Why food PAIRINGS are so important: Nutritionist on what ingredients enhance ...

Rob Hobson, a London-based nutritionist and Head of Nutrition at Healthspan, explains why food pairings are so important for a diet

Rob Hobson, a London-based nutritionist and Head of Nutrition at Healthspan, explains why food pairings are so important for a diet

The long-held saying ‘you are what you eat’ has had an upgrade.

For research increasingly shows that it’s not just what you eat, but what you pair with it that can have a dramatic effect on your weight, food cravings and energy levels.

Earlier this month, researchers at the Illinois Institute of Technology revealed that avocado could be doing wonders for our waistlines and diabetes risk – but not if we eat it on toast.

Specifically, in the study of 30 people with a body mass index (BMI) over 30, the buttery fruit was best used as a replacement for processed carbohydrates such as white bread.

The study found avocado helped to control blood sugar, suppressed hunger and therefore helped with weight loss.

Why? Because processed carbohydrates are broken down quickly in the body, leaving you feeling hungry shortly afterwards. Fats, however, take much longer to be digested.

Overall, this study showed two main things:

Contrary to popular belief, fats have a beneficial role to play in the diet and do not necessarily make you fat. Cutting back on carbohydrates – especially highly processed ‘white’ ones – is a good way to help with weight loss, and that the carbs you [itals] do [end itals] still eat should be higher fiber options such as wholegrains.
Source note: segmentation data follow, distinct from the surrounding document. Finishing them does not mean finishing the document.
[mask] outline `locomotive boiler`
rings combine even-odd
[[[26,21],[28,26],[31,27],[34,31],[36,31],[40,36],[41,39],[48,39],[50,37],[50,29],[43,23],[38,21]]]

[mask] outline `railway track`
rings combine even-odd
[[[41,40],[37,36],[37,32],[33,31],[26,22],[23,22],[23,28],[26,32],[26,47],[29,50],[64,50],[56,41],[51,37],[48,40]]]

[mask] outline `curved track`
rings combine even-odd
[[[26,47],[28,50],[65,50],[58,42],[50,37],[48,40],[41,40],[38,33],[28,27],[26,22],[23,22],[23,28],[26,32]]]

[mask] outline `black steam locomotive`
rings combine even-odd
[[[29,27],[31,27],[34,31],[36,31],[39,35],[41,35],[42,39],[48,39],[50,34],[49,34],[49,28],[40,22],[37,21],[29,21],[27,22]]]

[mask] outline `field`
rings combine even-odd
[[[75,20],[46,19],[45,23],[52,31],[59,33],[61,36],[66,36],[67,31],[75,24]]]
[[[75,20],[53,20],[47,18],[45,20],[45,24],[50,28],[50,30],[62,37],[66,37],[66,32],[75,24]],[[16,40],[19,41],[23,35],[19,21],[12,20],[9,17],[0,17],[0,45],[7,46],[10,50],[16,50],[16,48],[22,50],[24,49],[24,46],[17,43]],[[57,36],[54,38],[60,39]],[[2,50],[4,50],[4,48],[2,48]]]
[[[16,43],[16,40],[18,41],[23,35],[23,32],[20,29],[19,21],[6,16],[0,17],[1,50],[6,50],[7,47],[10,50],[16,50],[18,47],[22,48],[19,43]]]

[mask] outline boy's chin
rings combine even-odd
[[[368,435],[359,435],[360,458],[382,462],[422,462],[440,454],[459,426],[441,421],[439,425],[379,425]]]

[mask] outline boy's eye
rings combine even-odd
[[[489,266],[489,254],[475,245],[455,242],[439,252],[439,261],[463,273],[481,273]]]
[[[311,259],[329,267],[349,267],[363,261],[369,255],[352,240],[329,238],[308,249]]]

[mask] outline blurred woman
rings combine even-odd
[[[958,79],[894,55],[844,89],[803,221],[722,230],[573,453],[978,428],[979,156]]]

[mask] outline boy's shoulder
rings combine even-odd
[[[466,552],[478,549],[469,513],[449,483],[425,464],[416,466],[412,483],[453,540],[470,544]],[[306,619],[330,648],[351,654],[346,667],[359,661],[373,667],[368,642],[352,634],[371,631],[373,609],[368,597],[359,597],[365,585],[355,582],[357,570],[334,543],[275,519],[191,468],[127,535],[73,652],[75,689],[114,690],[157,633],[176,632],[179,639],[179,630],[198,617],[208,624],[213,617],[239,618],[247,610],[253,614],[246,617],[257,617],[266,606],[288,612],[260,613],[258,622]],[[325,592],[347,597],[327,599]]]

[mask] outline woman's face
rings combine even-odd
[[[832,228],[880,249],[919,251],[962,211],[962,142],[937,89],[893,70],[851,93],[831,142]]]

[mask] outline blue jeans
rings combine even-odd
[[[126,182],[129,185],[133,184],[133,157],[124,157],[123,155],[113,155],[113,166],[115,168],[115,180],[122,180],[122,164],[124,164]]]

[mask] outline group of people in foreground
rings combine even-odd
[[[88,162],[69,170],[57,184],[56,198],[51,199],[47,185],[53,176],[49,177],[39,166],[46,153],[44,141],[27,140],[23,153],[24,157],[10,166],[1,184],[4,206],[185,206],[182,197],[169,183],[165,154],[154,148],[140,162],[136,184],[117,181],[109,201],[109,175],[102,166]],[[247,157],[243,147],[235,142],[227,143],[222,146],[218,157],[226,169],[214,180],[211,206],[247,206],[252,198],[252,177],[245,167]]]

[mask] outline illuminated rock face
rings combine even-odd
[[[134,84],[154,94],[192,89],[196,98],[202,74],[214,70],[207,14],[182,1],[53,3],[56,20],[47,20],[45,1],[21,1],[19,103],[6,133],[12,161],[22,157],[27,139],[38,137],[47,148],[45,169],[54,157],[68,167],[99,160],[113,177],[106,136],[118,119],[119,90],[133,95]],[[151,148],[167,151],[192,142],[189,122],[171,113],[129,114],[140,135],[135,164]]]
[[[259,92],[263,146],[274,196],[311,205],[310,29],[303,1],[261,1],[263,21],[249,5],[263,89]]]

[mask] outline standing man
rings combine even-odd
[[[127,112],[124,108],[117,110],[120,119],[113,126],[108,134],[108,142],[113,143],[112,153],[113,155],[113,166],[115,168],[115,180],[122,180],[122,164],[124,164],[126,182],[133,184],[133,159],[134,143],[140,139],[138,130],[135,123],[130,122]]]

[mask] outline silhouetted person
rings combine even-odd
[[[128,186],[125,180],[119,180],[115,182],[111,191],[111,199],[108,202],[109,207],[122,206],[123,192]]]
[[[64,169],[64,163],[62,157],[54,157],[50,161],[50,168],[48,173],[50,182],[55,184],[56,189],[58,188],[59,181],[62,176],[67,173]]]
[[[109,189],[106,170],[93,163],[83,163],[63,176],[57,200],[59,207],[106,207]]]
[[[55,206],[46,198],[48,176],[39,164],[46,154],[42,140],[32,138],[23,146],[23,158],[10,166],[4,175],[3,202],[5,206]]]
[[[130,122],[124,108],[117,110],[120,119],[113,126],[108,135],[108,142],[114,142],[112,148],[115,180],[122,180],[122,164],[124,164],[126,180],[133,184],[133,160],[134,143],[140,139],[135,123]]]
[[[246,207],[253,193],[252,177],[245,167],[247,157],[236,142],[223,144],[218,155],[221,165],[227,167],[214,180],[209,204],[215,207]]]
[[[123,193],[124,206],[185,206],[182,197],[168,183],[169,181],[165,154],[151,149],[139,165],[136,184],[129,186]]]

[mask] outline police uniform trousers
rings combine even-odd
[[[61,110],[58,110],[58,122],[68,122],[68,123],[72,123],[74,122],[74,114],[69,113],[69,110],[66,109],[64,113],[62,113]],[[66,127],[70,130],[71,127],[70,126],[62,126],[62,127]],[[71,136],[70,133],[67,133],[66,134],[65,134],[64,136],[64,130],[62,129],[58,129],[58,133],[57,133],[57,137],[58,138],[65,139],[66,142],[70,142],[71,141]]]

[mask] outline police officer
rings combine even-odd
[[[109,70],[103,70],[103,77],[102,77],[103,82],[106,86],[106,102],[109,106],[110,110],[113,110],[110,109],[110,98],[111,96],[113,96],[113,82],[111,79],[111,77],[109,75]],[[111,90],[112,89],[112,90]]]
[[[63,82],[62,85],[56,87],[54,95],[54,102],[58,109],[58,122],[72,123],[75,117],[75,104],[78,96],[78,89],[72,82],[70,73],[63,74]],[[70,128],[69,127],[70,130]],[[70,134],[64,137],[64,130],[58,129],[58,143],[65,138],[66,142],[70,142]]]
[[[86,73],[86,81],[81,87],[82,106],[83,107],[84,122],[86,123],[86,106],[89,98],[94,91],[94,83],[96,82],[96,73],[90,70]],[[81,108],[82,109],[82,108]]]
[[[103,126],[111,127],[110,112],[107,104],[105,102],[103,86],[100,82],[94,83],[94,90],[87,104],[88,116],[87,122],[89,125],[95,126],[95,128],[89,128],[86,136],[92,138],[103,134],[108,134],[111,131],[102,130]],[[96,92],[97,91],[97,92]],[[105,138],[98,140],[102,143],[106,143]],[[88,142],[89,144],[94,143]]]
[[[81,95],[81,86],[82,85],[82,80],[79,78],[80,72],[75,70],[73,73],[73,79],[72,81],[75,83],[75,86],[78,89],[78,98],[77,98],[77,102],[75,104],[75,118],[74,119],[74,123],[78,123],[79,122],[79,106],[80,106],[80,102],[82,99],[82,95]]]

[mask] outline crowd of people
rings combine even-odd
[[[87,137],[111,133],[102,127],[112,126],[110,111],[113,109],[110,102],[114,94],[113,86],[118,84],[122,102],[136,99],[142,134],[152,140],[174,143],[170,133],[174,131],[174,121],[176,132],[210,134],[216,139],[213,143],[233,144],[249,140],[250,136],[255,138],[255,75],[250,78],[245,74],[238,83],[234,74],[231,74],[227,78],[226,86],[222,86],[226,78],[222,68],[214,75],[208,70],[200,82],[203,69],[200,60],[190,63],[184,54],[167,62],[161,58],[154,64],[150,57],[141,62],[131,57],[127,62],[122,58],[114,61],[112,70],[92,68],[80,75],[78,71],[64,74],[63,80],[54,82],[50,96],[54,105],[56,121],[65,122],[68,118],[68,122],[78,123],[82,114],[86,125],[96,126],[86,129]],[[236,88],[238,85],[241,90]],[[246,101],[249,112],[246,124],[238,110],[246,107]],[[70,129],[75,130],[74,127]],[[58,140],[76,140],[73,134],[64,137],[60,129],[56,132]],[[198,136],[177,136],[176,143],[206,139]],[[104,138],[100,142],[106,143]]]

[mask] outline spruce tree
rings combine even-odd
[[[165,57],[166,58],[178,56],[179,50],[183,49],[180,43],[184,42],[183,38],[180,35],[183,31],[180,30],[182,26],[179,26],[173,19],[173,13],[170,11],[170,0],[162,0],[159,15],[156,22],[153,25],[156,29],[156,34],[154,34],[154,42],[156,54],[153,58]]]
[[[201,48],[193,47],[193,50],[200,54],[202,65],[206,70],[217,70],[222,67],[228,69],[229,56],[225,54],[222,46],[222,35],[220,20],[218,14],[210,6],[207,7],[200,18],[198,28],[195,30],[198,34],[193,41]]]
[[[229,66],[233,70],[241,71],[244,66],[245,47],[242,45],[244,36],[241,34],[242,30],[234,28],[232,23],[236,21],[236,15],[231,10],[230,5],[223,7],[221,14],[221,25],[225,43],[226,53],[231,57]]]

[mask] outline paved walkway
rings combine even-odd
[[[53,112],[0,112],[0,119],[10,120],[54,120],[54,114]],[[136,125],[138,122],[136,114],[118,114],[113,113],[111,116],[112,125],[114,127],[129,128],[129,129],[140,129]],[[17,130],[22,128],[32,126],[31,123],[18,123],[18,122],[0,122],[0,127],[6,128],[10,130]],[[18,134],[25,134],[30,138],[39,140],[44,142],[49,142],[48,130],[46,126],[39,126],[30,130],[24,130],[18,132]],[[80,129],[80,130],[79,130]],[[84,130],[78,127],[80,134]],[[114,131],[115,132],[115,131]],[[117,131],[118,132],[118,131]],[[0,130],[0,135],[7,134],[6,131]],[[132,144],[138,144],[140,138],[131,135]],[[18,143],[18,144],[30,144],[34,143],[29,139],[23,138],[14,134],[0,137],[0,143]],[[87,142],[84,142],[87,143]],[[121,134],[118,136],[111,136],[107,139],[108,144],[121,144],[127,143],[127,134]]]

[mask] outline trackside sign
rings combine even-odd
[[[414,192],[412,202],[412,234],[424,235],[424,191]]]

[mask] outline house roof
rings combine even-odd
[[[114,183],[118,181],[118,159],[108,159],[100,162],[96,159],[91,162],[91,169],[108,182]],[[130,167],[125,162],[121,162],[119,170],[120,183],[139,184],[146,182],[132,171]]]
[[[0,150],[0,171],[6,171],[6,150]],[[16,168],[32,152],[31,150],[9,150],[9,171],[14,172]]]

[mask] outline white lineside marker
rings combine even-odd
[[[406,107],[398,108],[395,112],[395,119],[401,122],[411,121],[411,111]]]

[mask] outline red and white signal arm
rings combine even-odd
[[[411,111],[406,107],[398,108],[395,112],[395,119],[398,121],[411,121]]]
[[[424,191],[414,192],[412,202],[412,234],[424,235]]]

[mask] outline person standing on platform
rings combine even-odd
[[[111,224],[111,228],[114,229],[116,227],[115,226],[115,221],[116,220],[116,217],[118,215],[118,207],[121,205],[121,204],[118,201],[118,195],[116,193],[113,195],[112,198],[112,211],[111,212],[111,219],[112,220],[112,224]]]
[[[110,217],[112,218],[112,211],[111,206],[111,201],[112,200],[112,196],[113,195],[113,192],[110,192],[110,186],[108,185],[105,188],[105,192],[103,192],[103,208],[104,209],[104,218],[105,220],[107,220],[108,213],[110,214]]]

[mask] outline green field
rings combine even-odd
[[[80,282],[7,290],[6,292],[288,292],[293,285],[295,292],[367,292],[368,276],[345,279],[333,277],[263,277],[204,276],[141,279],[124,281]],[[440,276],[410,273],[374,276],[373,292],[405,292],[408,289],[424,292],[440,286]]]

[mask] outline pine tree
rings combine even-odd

The food pairing choices you make will have a very real effect on your energy, how quickly you feel hungry again after eating – and therefore your weight.

The key is to pick foods that will keep you fuller for longer – and avoid those which cause your blood sugar to shoot up and then crash down again – triggering hunger pangs.


Satiety is the full feeling you get after eating a meal and the suppression of hunger for a time afterwards.

It’s particularly important for weight management as it can help to ward of hunger pangs and the temptation to snack between meals.

Therefore, understanding which foods are more satiating and how to put meals together using them will help you to control how much you eat later on in the day.

How does the body know when it’s full?

There are several signals that contribute to satiety once you have started to eat.

These include the sensory experience of eating (sight, smell, texture and flavor), stomach expansion and effect of hormones which are released when we digest and absorb foods and drinks.

Other hormones indicate to the brain how much fat is stored in the body, which impacts on longer term satiety. All of these signals come together in the brain to help control how much we eat.

Which foods are the most filling?

Foods high in protein appear to be more satiating than those high in fat or carbohydrates.

Fiber is also satiating as it helps to bulk out the diet and can slow down the breakdown of food in the gut (high-fiber foods include whole grains, beans and pulses).

Foods such as soups and stews made with vegetables and pulses are another good option.

High in filling fiber, this means you can reduce your calorie intake without having to choose smaller portion sizes. The high water content of these dishes also stimulates the stretch receptor lining in the stomach, signalling to the brain that you are full.



Croissant and fruit juice for breakfast

This combination of foods is high in quickly-digested carbohydrates that may impact on energy and hunger levels shortly after eating as your blood sugar peaks and then quickly drops.

To make this a more satisfying partnership, you should try adding a lean protein to the croissant – such as ham – or better still, opt for something more similar to wholegrain toast.

Adding fiber and protein can help to slow the breakdown of carbohydrates having less impact on blood sugar levels and energy.

Instead of fruit juice, which is basically sugar in a glass, you could opt for a smoothie made with oats which will contain more protein and take little while longer to be broken down in the body. Ingredients such as yogurt in a smoothie will also add to the protein content.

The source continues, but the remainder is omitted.